Master Chief will arrive online and in person before Halo 4 hits this November.
Microsoft has announced a new web series that will premiere prior to the release of Halo 4, representing "the largest investment" the company has ever made in live-action production. But instead of simply adding to what will surely be a gigantic marketing push for the hotly anticipated game, Microsoft hopes to use the series as tool to introduce the Halo universe to newcomers and, maybe, just maybe, pave a way toward the theatrical movie for which fans have been clamoring since Universal pulled the plug on Neil Blomkamp's adaptation back in 2005.
"Every time we do a live-action commercial the audience says, 'We want to see more so that we can explore the Halo universe a little bit more," said Frank O'Connor, franchise development director at 343 Industries. "Demand grew more and more out of the two little vignettes we'd previously produced."
The new series is called Forward Until Dawn, and will follow a UNSC cadet's rise through the ranks as inspired by Master Chief's well-known, super awesome space greatness. While the majority of the story will be new, episodes will still make time to cover old ground for the noobies, showing or alluding to events like the humans' initial clash with those pesky Covenant during the first trilogy.
Over the course of five weeks this autumn, franchise fans will be treated to five, free, fifteen-minute segments that can be seen either via Machinima or the game's online community, Halo Waypoint. Watch them all back-to-back, and some easy math puts the full experience at an hour and fifteen minutes, just short the average length of a feature film. And though five, quarter-hour episodes do not a movie make, Microsoft considers the production its "next step" in recreating Halo into an entertainment franchise capable of supporting a theatrical feature.
"I don't think anybody needs any reminding of [the potential of a Halo film]," said Matt McCloskey, director of franchise business management at 343. "Everyone keeps reminding us of that."

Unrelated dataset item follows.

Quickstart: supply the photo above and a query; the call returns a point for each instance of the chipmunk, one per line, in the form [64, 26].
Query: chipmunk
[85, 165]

Still, with the core franchise currently sitting on a five-year hiatus, and a new development team at the helm for the fourth installment, its perhaps easy to understand why Halo needs a fresh assessment in a new market before anyone is willing to commit millions of dollars into a film. Remember, gamers that were fifteen when the original Halo came out are now twenty-six, and much has changed for both the game and film industry since that initial fan-base blossomed back in 2001.